#28 Long Lots — Update

Here is an update on this morning’s post, about #28 Long Lots Road and its  enormous sycamore tree:

  • A 180-day delay has been granted on the proposed demolition of the home.
  • The owner may not take down the tree. He believes it is in the town’s right of way.
  • The Westport Tree Board is investigating the idea of “historic designation” for trees.
The sycamore at 28 Long Lots Road.

The sycamore at 28 Long Lots Road.

18 responses to “#28 Long Lots — Update

  1. Even my 86 year old mother-in-law who lives in an independent living facility in Riverdale (the Bronx) admires this tree whenever we drive under it. I consider it a “fixture” and part of the charm of Westport.0

  2. Yay!

  3. Wendy Crowther

    The newly-energized Tree Board is the perfect entity to look into the idea of historic designations for special trees.

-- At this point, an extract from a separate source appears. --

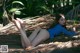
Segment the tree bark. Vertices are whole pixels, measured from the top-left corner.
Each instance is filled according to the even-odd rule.
[[[46,28],[48,29],[54,22],[54,17],[51,15],[45,15],[45,16],[36,16],[31,17],[27,19],[23,19],[25,22],[25,30],[33,31],[34,29],[40,27],[40,28]],[[10,22],[4,27],[0,27],[0,35],[7,35],[7,34],[13,34],[13,33],[19,33],[16,26]]]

Another tree they should consider is on Jesup Green. I remember it from my first visit to Westport in the late 1960s or early 1970s (my family subsequently moved here in 1971). I’ve been told that it is Westport’s Charter Oak and was planted from an acorn taken from CT’s actual, designated Charter Oak (which I think is/was in Hartford, CT).

  4. Suzanne Zarrilli

    I love that tree. I drive Long Lots many times a day. It puts a smile on my face as I pass. When showing visitors by the tree, I point it out and they agree it is a beautiful tree. Let’s call it a “landmark” and not allow it to be cut down!

  5. Taylor, Charlie

    If this tree has stood 100 years, it may well stand another 100.

    Charlie

    Charles Taylor
    Director of Major Gifts
    Vanderbilt University
    School of Engineering
    Mailing address:
    PMB 401531
    Nashville, TN 37240-1531
    615-322-4732-office
    615-294-9624-cell
    615-343-2060-fax
    Charles.taylor@vanderbilt.edu

  6. Isabelle Isafan

    I love that tree!! Seeing it is like a reset button, makes everything right again.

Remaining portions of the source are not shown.